KB Article #182513
Monitoring B2Bi shared disk access time
Problem
Some issues related to the B2Bi shared file system access could lead to instability :
- between Integrator and Interchange, it results to SystemThrottle issue, warning message in Interchange logs is :
"Engaging the SystemThrottle.
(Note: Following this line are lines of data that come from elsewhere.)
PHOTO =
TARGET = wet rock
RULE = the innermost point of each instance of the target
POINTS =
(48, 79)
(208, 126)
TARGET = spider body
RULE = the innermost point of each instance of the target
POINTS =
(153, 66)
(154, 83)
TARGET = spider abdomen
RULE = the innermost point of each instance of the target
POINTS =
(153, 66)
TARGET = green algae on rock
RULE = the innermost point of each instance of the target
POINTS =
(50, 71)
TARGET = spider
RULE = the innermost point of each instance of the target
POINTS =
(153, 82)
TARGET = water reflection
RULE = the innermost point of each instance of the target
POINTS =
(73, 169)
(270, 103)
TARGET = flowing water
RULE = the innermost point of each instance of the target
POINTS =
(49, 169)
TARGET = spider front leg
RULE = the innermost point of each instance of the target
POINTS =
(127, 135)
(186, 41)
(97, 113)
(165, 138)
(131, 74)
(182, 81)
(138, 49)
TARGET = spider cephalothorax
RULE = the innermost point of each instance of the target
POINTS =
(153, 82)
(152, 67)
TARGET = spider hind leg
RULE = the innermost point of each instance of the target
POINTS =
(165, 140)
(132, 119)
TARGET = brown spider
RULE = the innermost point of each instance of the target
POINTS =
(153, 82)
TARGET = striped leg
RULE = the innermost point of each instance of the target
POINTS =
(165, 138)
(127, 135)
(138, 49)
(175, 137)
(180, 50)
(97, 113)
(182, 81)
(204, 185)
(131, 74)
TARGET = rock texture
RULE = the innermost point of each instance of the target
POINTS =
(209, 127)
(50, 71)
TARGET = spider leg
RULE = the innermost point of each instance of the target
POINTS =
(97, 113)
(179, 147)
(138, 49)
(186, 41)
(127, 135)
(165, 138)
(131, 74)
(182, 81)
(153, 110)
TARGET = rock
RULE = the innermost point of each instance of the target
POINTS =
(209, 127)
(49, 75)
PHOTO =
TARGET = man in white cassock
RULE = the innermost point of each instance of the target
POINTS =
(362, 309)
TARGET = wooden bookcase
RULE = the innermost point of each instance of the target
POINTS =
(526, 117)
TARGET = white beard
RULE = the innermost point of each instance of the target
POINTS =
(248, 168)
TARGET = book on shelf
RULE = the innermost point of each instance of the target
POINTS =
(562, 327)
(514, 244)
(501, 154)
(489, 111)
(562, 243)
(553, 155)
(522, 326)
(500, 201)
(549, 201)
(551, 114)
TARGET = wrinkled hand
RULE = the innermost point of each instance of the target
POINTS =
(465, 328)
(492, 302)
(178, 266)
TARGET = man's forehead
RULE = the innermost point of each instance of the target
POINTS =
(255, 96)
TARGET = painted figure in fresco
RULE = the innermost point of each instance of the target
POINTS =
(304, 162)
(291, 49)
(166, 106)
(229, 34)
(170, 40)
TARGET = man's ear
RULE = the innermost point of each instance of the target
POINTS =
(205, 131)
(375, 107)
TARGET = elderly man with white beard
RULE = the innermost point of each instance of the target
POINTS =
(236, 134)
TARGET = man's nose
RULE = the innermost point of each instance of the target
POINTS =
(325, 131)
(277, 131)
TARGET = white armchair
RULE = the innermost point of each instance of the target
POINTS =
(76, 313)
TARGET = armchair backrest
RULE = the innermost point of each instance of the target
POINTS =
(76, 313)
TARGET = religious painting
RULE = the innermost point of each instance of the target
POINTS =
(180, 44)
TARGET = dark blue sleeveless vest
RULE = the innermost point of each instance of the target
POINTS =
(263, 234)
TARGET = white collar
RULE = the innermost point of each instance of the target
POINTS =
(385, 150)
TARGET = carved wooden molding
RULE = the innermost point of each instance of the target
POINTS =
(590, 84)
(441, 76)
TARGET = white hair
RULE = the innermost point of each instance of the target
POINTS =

File system health: status is I/O is very slow or blocked for directory"
- between TE and IE and Integrator tasks are stopped automaticaly due to "Forced stop detected" displayed in Integrator trace.
Resolution
To monitor the disk access time, it is possible to use the tools b2bi_diskaccesstime.x4.
Once the similar issue occurred, we will have the shared disk respond time.
Here is an example of a custom script that can be used to monitor the B2BI_SHARED_DATA disk access time every 1 minute.
8<------------------------8<------------------------8<------------------------8<------------------------8<------------------------8<------------------------
#!/bin/bash
cd /opt/axway/Integrator
. ./profile
while true
do
echo "********************************************************" >> /opt/tmp/Result_b2bi_shared_data_diskaccesstime.txt
date >> /opt/tmp/Result_b2bi_shared_data_diskaccesstime.txt
r4edi b2bi_diskaccesstime.x4 $B2BI_SHARED_DATA >> /opt/tmp/Result_b2bi_shared_data_diskaccesstime.txt
sleep 60
done
------------------------>8------------------------>8------------------------>8------------------------>8------------------------>8------------------------>8
1) Copy the content in a file "B2BI_SHARED_DATA_diskaccesstime.sh".
2) Adapt "/opt/axway/Integrator" and "/opt/tmp/" to your environment.
3) Use command "./B2BI_SHARED_DATA_diskaccesstime.sh &" to run it in background.
4) Check the value of synchronized/unsynchronized when the issue occurred.
Extract from B2Bi AdministratorGuide, chapter "I/O management".
Example results
> r4edi diskaccess.x4 Synchronized Unsynchronized B2BI_SHARE_DATA1.220 ms 0.085 ms CORE_ROOT1.395 ms 0.085 ms CORE_DATA1.385 ms 0.050 ms
Analyze the results
A time (synchronized access time) of <5 ms is a desired value. A synchronized time in the range of 5-10 ms is an acceptable value, but may indicate the need for additional cluster tuning to improve overall performance and reduce communication errors. The unsynchronized access time must be lower than or equal to the synchronized access time.